Home Intelligent Automation Deutsche Bank CEO John Cryan Says Company Is “Too Manual”

Deutsche Bank CEO John Cryan Says Company Is “Too Manual”

Photo: Deutsche Bank sees the need to embrace automation. (Credit: Justin Pickard)

In an interview with the Financial Times, Deutsche Bank CEO John Cryan says that his company has a staff of 97,000 while many in the industry have “half that number.”

To him, that means one thing: his financial institution is behind the times when it comes to automation and needs to embrace digital transformation. “We’re too manual, which can make you error-prone and it makes you inefficient,” Cryan told the Financial Times. “There’s a lot of machine learning and mechanization that we can do.”

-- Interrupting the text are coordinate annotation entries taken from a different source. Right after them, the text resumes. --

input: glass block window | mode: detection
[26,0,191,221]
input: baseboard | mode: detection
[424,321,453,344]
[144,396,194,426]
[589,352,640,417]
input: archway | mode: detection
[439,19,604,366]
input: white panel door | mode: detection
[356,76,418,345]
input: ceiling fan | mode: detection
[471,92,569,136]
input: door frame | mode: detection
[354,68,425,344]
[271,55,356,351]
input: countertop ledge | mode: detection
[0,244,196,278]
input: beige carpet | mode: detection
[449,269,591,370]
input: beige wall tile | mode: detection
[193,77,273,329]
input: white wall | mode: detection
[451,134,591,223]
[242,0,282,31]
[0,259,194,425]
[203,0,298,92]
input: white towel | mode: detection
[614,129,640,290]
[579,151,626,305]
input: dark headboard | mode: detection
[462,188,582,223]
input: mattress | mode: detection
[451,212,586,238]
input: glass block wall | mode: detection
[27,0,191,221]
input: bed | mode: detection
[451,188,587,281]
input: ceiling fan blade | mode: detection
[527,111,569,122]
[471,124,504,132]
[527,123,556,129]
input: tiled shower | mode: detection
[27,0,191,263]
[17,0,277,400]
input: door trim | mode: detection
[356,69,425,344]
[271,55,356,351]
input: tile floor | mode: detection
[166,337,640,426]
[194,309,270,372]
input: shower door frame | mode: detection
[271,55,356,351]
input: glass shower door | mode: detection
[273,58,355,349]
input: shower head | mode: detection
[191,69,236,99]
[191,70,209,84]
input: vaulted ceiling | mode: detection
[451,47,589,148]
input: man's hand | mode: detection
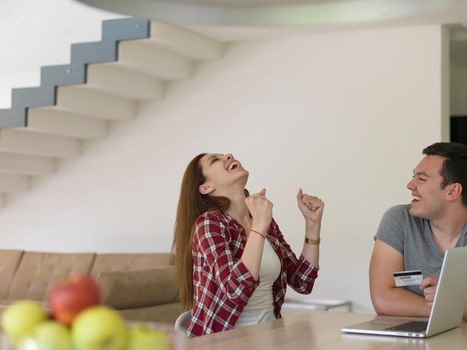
[420,276,438,307]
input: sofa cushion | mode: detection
[91,253,174,276]
[8,252,95,301]
[0,250,24,299]
[118,303,186,324]
[97,266,177,309]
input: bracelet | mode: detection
[250,229,266,239]
[305,236,321,245]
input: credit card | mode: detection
[393,270,423,287]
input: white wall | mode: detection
[0,26,441,311]
[451,62,467,116]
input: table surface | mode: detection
[187,310,467,350]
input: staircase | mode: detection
[0,18,223,206]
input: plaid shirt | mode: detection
[187,211,318,337]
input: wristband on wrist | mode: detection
[305,236,321,245]
[250,229,266,239]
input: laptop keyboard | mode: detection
[386,321,428,332]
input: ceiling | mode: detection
[77,0,467,41]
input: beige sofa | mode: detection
[0,250,184,324]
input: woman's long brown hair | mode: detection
[172,153,230,309]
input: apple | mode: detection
[2,300,47,343]
[16,321,73,350]
[34,321,72,350]
[127,323,171,350]
[71,306,127,350]
[48,276,101,325]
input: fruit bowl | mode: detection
[0,321,187,350]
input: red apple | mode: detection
[49,276,101,325]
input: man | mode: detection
[370,142,467,319]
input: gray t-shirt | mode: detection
[375,205,467,295]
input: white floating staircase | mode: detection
[0,18,223,206]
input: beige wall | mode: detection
[0,26,441,311]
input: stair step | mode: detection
[54,86,136,120]
[148,22,224,60]
[0,152,55,176]
[0,129,81,158]
[28,108,107,139]
[0,174,30,193]
[114,41,193,80]
[83,63,163,100]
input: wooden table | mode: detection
[187,311,467,350]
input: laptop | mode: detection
[341,247,467,338]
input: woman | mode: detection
[173,153,324,336]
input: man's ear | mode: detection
[199,182,215,194]
[448,182,462,200]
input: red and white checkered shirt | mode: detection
[187,211,318,337]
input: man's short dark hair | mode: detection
[423,142,467,207]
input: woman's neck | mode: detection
[227,192,251,231]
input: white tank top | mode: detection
[235,239,281,327]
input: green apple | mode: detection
[33,321,72,350]
[127,323,171,350]
[2,300,47,343]
[71,306,127,350]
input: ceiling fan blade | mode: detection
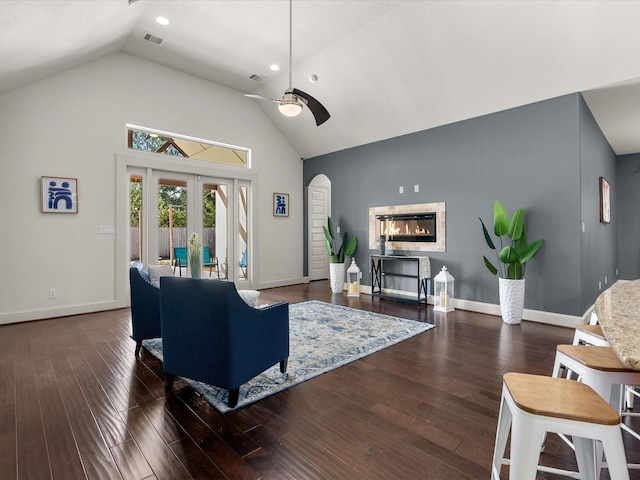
[244,93,280,103]
[293,88,331,126]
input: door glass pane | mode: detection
[238,185,250,280]
[158,178,188,276]
[129,175,142,263]
[215,183,229,279]
[202,183,226,279]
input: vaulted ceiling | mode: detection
[0,0,640,157]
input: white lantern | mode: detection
[433,266,456,313]
[347,258,362,297]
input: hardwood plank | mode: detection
[15,360,51,480]
[0,358,18,478]
[110,440,154,480]
[0,281,640,480]
[35,359,86,479]
[120,407,191,480]
[53,355,122,480]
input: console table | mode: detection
[371,255,431,305]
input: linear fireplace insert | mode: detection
[376,212,437,242]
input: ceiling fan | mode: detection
[245,0,331,126]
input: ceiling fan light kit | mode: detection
[245,0,331,126]
[278,92,302,117]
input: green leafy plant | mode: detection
[478,200,544,280]
[322,217,358,263]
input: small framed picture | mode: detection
[273,193,289,217]
[600,177,611,223]
[41,177,78,213]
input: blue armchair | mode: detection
[129,262,161,356]
[160,277,289,408]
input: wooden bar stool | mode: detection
[552,345,640,413]
[491,373,629,480]
[566,312,638,409]
[552,345,640,471]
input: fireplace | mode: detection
[376,212,437,242]
[369,202,446,254]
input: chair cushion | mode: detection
[149,265,173,288]
[238,290,260,308]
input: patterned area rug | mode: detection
[143,300,435,413]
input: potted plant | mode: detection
[322,217,358,293]
[479,200,544,323]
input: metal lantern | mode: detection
[433,266,456,313]
[347,258,362,297]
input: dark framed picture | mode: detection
[273,193,289,217]
[41,177,78,213]
[600,177,611,223]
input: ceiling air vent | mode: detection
[142,32,164,45]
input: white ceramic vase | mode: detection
[500,277,524,324]
[329,263,344,293]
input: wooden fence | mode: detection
[129,227,216,261]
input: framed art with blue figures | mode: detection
[273,193,289,217]
[41,177,78,213]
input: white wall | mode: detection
[0,53,303,323]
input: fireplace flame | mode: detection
[382,221,431,235]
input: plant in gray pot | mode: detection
[478,200,544,324]
[322,217,358,293]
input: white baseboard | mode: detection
[0,300,122,325]
[361,285,592,328]
[254,277,309,290]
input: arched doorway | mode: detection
[307,174,331,281]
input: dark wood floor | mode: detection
[0,282,640,480]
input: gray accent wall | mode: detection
[303,94,617,315]
[612,153,640,280]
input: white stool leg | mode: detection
[507,398,544,480]
[491,392,512,480]
[601,427,629,480]
[571,436,602,480]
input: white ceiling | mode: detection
[0,0,640,157]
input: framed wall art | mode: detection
[41,177,78,213]
[600,177,611,223]
[273,193,289,217]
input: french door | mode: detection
[128,167,253,288]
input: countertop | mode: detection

According to the paper, the company has already cut around 4,000 of the 9,000 workers it planned to let go as part of a previously announced “restructuring plan.” More are likely on the way as the Frankfurt, Germany-based bank tries to realign its ratio of front-office to back-office workers.

Accounting is among the among the areas ripe for automation at Deutsche Bank, as this area falls into the category of processes that he says are “not a source of competitive advantage” in the banking world. More evidence for the need for further digitization, he says, is the dwindling utility of physical branches that employ tellers and other support staff.

“The truth is,” Cryan told the Financial Times, “if I went to a load of branches, I’d wait quite a lot of the day before I encountered [any] customers. They just don’t come in as often as they used to.”